Metadata-Version: 2.4
Name: zeroeval
Version: 0.8.1
Summary: ZeroEval SDK
Project-URL: Repository, https://github.com/zeroeval
Author-email: Sebastian Crossa <seb@zeroeval.com>, Jonathan Chavez <jona@zeroeval.com>
Keywords: LLM,evaluation,observability
Requires-Python: <4.0,>=3.9
Requires-Dist: opentelemetry-api>=1.26.0
Requires-Dist: opentelemetry-exporter-otlp-proto-http>=1.26.0
Requires-Dist: opentelemetry-sdk>=1.26.0
Requires-Dist: pyarrow>=21.0.0
Requires-Dist: python-dotenv>=1.0.0
Requires-Dist: requests>=2.32.2
Requires-Dist: rich>=13.7.1
Provides-Extra: all
Requires-Dist: google-genai>=1.21.1; extra == 'all'
Requires-Dist: langchain-core>=0.1.0; extra == 'all'
Requires-Dist: langgraph>=0.0.20; extra == 'all'
Requires-Dist: openai>=1.59.6; extra == 'all'
Requires-Dist: pyarrow>=14.0.0; extra == 'all'
Provides-Extra: datasets
Requires-Dist: pyarrow>=14.0.0; extra == 'datasets'
Provides-Extra: gemini
Requires-Dist: google-genai>=1.21.1; extra == 'gemini'
Provides-Extra: langchain
Requires-Dist: langchain-core>=0.1.0; extra == 'langchain'
Provides-Extra: langgraph
Requires-Dist: langgraph>=0.0.20; extra == 'langgraph'
Provides-Extra: openai
Requires-Dist: openai>=1.59.6; extra == 'openai'
Description-Content-Type: text/markdown

# ZeroEval SDK

The Python SDK and CLI for [ZeroEval](https://zeroeval.com) -- monitoring, prompt management, judges, and optimization for AI products.

```bash
pip install zeroeval
```

---

## Quick Start

### 1. Setup

```bash
zeroeval setup
```

This opens the ZeroEval dashboard, prompts for your project API key, and saves it along with your project context. Every command after this just works.

### 2. Trace your AI calls

```python
import zeroeval as ze
import openai

ze.init()
client = openai.OpenAI()

response = client.chat.completions.create(
    model="gpt-4o-mini",
    messages=[{"role": "user", "content": "What is ZeroEval?"}],
)
```

OpenAI, Gemini, LangChain, and LangGraph calls are automatically traced. No extra code needed.

### 3. Manage prompts

```python
import zeroeval as ze

ze.init()

prompt = ze.prompt(
    name="support-triage",
    content="Classify this support ticket: {{ticket_text}}",
    variables={"ticket_text": "I can't log in to my account"},
)
```

Prompts are versioned, tagged, and linked to traces automatically.

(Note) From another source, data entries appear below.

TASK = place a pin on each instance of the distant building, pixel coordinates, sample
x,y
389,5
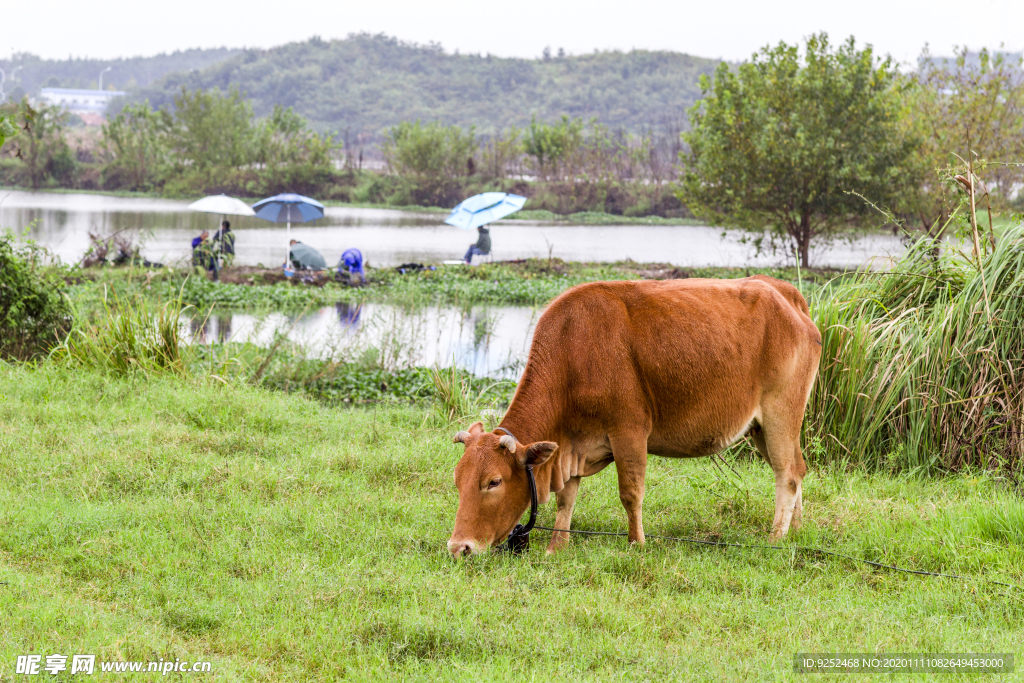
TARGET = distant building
x,y
80,101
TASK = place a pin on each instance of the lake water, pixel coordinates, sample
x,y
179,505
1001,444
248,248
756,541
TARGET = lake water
x,y
387,238
491,341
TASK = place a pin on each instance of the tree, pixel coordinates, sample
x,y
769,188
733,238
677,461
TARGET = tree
x,y
212,131
136,144
291,155
783,140
974,99
8,127
549,143
41,144
430,156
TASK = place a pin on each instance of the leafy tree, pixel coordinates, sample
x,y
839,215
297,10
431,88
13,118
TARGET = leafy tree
x,y
34,310
429,156
41,145
549,144
137,147
8,127
291,154
782,141
976,100
212,131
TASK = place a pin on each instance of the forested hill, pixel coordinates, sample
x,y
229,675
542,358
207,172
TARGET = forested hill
x,y
125,74
364,84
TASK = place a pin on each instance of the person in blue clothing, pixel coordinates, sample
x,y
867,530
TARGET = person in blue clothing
x,y
226,240
203,254
481,248
352,260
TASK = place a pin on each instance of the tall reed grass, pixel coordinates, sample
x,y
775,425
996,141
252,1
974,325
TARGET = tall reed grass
x,y
128,336
923,367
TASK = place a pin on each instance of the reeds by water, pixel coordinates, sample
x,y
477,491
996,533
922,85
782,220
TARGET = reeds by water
x,y
128,336
923,367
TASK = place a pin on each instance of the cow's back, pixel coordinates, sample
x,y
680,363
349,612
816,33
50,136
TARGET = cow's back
x,y
690,358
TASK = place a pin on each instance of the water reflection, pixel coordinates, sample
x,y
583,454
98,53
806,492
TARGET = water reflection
x,y
348,314
389,238
211,329
489,341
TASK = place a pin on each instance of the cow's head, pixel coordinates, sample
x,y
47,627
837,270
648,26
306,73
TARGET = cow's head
x,y
494,491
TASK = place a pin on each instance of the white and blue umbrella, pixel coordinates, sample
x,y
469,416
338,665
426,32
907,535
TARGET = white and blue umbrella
x,y
288,209
482,209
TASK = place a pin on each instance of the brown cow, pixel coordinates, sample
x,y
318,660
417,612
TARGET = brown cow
x,y
680,369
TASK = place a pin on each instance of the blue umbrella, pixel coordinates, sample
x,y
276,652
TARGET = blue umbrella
x,y
482,209
289,208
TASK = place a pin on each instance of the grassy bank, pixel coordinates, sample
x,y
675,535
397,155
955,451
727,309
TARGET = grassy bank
x,y
532,282
526,215
167,517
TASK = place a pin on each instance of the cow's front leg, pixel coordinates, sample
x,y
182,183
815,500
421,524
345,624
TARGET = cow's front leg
x,y
631,465
565,500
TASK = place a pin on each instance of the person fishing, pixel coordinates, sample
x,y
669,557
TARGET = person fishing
x,y
304,257
203,254
226,240
352,259
482,246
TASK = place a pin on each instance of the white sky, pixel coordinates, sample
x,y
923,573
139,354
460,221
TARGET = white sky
x,y
107,29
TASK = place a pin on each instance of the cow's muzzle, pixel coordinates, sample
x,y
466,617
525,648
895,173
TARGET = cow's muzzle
x,y
462,547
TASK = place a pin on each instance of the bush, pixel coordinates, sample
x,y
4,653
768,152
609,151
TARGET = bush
x,y
922,367
34,310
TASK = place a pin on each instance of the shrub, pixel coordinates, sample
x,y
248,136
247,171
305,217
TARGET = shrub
x,y
928,357
34,310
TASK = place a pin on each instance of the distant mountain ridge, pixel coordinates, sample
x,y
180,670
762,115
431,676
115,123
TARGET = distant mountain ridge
x,y
364,84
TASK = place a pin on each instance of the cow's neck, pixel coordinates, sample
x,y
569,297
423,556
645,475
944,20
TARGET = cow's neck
x,y
534,417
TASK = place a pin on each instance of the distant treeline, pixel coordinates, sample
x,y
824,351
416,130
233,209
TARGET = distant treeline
x,y
211,141
128,74
797,142
359,87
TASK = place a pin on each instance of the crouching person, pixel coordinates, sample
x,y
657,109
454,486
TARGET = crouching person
x,y
350,268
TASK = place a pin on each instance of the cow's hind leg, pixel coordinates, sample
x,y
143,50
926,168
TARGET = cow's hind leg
x,y
631,465
565,500
778,441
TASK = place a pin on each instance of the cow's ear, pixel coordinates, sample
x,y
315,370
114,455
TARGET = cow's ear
x,y
538,453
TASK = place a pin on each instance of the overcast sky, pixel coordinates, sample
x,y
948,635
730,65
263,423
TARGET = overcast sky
x,y
731,30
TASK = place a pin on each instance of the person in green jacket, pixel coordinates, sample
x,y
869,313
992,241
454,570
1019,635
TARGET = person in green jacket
x,y
481,248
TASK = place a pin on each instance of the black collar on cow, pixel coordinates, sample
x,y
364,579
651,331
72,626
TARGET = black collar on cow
x,y
518,541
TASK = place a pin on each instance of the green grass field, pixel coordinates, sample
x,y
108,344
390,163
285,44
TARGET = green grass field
x,y
161,517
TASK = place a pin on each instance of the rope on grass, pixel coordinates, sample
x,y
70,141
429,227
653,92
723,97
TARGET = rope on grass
x,y
722,544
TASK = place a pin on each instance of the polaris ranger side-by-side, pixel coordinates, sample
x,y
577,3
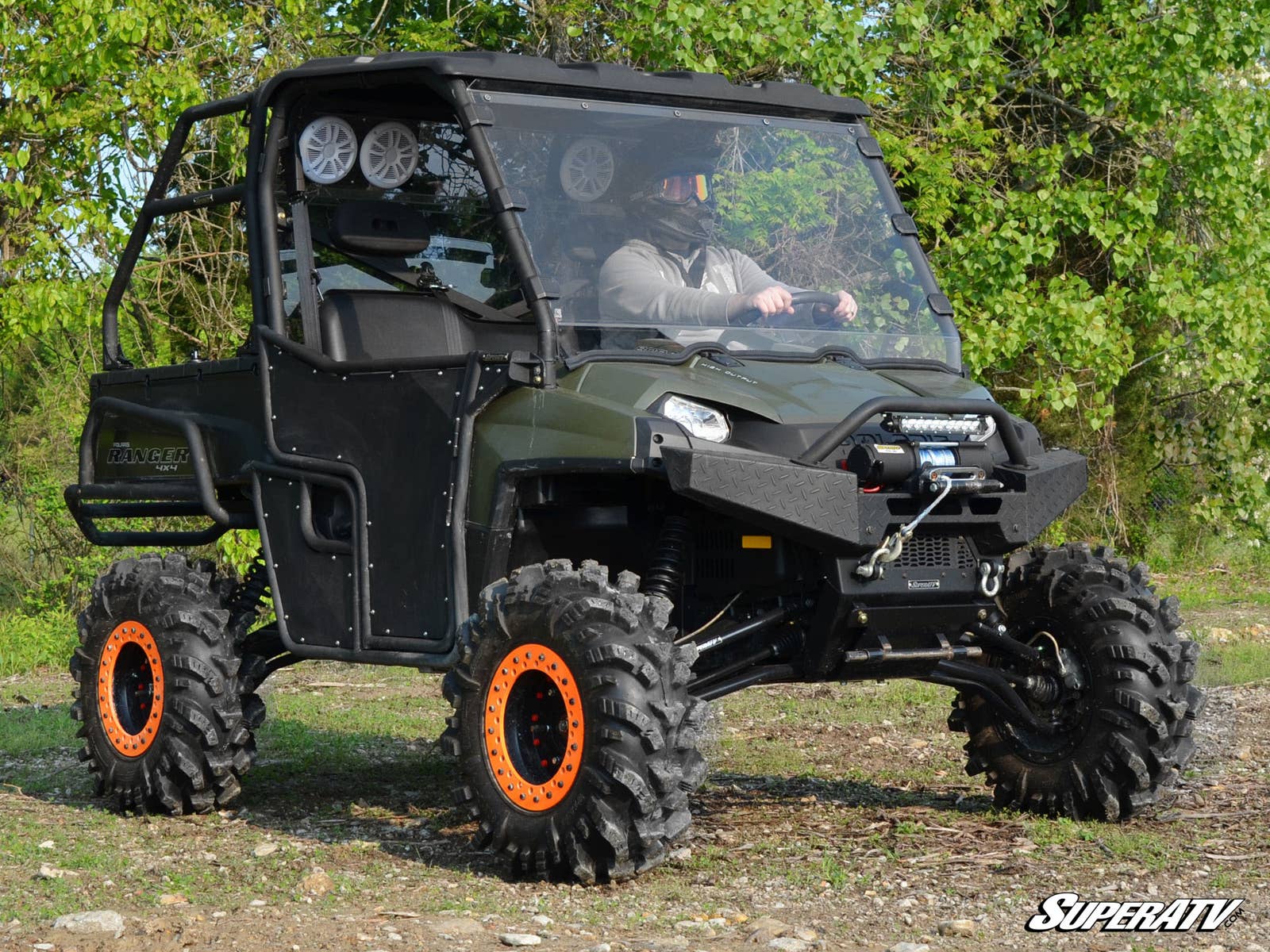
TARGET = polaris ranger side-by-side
x,y
476,438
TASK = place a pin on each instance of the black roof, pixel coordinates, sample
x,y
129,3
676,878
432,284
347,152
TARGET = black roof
x,y
600,78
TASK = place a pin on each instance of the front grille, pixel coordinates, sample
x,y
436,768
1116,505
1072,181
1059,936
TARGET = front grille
x,y
717,555
935,552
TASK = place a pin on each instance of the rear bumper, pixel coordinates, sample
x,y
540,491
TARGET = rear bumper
x,y
825,509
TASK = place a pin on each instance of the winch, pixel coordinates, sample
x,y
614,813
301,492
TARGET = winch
x,y
964,465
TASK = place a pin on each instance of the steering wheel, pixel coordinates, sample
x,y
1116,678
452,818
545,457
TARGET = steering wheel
x,y
797,298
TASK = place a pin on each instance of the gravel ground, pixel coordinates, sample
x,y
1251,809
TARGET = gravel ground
x,y
835,818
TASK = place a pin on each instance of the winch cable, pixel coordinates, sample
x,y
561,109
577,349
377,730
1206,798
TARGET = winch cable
x,y
874,564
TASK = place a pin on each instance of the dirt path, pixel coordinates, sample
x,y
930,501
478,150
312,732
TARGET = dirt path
x,y
835,816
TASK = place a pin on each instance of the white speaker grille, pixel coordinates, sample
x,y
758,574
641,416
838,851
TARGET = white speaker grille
x,y
328,149
391,154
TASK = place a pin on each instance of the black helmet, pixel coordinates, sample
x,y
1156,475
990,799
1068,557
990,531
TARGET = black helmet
x,y
676,207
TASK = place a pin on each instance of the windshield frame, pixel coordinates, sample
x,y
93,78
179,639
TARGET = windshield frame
x,y
468,101
903,225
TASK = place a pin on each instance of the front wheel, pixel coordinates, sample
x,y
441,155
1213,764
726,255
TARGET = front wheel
x,y
1121,706
573,727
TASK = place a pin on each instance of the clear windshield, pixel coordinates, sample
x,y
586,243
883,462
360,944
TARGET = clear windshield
x,y
660,226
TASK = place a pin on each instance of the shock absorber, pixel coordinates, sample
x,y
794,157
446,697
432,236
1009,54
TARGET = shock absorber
x,y
664,575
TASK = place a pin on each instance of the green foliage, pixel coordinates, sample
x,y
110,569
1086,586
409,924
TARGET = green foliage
x,y
31,641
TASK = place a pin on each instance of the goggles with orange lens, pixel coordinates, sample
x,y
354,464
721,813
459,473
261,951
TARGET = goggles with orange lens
x,y
681,190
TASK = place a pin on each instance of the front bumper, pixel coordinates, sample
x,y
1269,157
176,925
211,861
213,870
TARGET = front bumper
x,y
825,509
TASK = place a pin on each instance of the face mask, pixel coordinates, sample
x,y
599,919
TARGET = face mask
x,y
685,226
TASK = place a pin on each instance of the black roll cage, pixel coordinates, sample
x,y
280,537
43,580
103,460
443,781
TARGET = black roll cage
x,y
454,78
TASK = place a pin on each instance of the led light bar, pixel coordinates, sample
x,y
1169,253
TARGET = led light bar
x,y
968,425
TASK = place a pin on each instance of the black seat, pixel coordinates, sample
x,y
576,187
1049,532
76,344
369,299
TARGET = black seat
x,y
379,325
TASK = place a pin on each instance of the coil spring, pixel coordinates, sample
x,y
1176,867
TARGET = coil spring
x,y
251,593
664,575
787,643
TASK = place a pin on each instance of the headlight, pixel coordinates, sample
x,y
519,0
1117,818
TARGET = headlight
x,y
700,420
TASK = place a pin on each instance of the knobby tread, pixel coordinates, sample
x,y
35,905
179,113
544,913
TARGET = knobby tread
x,y
1142,708
205,742
641,763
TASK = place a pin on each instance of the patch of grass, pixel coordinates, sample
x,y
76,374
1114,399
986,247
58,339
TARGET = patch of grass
x,y
31,641
1147,850
1045,831
1236,663
31,730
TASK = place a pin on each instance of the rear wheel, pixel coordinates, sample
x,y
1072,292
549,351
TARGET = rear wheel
x,y
1121,704
158,687
573,727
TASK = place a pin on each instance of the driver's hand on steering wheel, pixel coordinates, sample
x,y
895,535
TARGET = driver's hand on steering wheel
x,y
846,310
768,302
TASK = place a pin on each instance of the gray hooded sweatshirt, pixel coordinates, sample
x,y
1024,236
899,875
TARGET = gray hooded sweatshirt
x,y
648,286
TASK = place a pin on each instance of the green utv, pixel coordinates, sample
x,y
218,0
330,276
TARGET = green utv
x,y
605,393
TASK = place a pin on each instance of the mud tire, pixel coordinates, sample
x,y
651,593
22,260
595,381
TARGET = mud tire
x,y
202,742
1136,735
639,758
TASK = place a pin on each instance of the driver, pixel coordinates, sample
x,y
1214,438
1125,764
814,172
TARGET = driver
x,y
672,274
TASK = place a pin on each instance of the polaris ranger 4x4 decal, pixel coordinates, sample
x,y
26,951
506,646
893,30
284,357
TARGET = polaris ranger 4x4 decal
x,y
143,455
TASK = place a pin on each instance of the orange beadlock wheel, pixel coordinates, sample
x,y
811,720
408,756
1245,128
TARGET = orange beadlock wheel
x,y
533,727
130,689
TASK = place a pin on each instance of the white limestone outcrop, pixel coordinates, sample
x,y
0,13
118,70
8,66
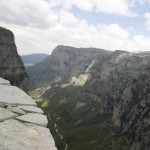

### 4. Inspect from the CLI

```bash
zeroeval traces list --start-date 2025-01-01
zeroeval judges list
zeroeval prompts list
```

---

## Installation

```bash
pip install zeroeval            # Core SDK
pip install zeroeval[openai]    # OpenAI auto-instrumentation
pip install zeroeval[gemini]    # Google Gemini
pip install zeroeval[langchain] # LangChain
pip install zeroeval[langgraph] # LangGraph
pip install zeroeval[all]       # Everything
```

Integrations are detected and instrumented automatically.

---

## Authentication

**Interactive (recommended):**

```bash
zeroeval setup
```

Saves your API key and resolves your project automatically. You're ready to go.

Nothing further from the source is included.